Continuous Exhaled Breath Condensate pH in Mechanically Ventilated Patients

The investigators have developed a method of collecting exhaled breath condensate pH continually from ventilated patients, which (1) takes samples from an exhaust port on the outside of the ventilator circuit, and (2) possesses no measurable resistance to the ventilator circuit (and, therefore the sampling procedure in no way affects the patient).

Now, additionally, we have performed the continuous collection process on 10 patients in the intensive care units, none of whom have had any ill effects from the collection process.

The placement of the exhaled breath condensate collection device on the ventilator exhaust port offers a simplified, accurate, and safe method of investigating the relationships between airway pH and various pulmonary inflammatory disease processes in intubated patients of all ages.

In order to further extend our study of airway pH in intubated subjects, we believe it is necessary to obtain more frequent exhaled breath condensate pH measurements from intubated subjects. To that end, we have developed a collection system that will also measure the pH of the collected exhaled breath condensate in a fashion similar to the methodology used for thousands of assays in our laboratory and other laboratories globally. This involves deaeration of the sample to remove carbon dioxide. In the lab environment, this is performed with Argon. In the ICU setting, we will accomplish the same effect by using wall oxygen.

The continuous exhaled breath condensate pH collection and assay system consists of a condenser attached to the exhaust port of the ventilator. The condenser is kept chilled to slightly above freezing temperature by a refrigeration system commonly employed in ICU settings. The collection device stays attached to the exhalation port of the ventilator continuously, for hours to days.

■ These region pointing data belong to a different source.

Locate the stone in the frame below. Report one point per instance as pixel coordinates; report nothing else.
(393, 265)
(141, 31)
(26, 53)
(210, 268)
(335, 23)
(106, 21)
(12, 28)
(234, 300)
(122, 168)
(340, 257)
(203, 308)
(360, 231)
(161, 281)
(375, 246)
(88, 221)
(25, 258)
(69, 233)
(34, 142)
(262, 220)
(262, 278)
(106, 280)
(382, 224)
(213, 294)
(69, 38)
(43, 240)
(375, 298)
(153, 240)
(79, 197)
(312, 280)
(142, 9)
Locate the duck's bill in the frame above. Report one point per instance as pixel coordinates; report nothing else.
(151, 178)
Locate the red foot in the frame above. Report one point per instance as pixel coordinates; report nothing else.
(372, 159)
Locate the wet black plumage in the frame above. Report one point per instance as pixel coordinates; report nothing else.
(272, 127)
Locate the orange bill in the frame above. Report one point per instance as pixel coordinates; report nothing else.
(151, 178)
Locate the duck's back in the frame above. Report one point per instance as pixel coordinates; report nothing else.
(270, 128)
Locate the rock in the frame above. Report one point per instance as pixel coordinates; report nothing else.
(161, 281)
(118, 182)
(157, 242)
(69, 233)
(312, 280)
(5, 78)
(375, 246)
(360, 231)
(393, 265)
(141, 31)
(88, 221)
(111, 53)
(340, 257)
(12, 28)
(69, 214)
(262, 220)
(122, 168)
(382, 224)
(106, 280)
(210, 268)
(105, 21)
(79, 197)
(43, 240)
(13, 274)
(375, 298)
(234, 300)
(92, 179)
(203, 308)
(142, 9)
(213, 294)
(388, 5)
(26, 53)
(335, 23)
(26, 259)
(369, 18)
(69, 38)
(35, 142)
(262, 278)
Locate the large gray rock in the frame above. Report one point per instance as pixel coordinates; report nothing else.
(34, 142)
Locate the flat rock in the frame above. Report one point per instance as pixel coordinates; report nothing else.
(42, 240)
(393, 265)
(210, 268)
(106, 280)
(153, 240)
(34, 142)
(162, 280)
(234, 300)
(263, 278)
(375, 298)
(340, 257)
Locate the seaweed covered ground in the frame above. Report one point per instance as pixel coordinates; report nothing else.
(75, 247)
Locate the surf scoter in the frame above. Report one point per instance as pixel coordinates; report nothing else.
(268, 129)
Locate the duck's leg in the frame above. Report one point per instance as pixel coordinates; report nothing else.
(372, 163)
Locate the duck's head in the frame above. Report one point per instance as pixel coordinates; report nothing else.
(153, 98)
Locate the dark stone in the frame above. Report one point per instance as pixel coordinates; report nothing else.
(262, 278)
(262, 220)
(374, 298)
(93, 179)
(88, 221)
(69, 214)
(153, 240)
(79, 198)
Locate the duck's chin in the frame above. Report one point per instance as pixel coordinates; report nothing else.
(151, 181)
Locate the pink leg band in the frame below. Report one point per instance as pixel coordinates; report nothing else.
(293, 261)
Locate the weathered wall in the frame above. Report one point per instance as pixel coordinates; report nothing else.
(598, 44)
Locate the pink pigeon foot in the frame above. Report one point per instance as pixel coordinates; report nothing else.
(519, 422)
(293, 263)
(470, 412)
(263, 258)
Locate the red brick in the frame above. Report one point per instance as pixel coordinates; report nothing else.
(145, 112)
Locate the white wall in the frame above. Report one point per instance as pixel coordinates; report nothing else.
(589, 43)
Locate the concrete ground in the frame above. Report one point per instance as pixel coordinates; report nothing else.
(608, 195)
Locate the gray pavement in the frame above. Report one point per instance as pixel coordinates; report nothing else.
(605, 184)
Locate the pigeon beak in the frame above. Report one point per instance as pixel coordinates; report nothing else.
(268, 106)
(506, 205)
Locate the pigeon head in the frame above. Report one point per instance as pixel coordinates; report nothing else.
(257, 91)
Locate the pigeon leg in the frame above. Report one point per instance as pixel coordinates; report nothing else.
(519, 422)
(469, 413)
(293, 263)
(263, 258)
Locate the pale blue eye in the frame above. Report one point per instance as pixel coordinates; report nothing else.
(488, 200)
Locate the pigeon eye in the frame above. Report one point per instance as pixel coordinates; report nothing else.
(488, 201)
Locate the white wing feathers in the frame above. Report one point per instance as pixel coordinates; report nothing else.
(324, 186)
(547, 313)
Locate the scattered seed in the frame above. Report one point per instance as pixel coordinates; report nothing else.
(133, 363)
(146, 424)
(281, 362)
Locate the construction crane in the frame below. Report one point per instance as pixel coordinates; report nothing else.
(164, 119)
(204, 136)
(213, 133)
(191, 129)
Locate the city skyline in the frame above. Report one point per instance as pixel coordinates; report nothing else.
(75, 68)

Collected exhaled breath condensate is channeled into two deaeration chambers, through which wall oxygen is bubbled (total flow of 1 liter/min). In the second deaeration chamber, a micro pH electrode is inserted. This pH electrode is attached to a pH recorder that has internal memory that can record essentially an infinite number of measurements, allowing for any length duration of monitoring. This recorder has been evaluated by clinical engineering for radio frequency and other interference and is cleared for hospital use.

After measurement of pH, exhaled breath condensate is channeled into a waste chamber.

The breath condensate collection system is maintained chilled by a "hospital grade" Electri-Cool II model 767 refrigerated cooling system (or near-equivalent) that is clinically approved for use in the intensive care units. This device is approximately 30 cm on a side, and is kept on a wheeled cart out of the way of any clinical activity.

Hypothesis to be Tested: Clearly state the objectives and hypotheses and clearly define the primary and any secondary outcome measures.

1. Exhaled breath condensate pH will have greater within-hour variability in subjects with lung disease than in subjects intubated for non-pulmonary reasons.
2. Exhaled breath condensate pH will rise prior to readiness for extubation in infants and toddlers requiring mechanical ventilation for acute bronchiolitis.
3. A decline in exhaled breath condensate pH or an increase in exhaled breath condensate pH variability will predict the onset of pulmonary inflammatory processes (such as ventilator-associated pneumonia) in those who initially require mechanical ventilation for non-inflammatory reasons.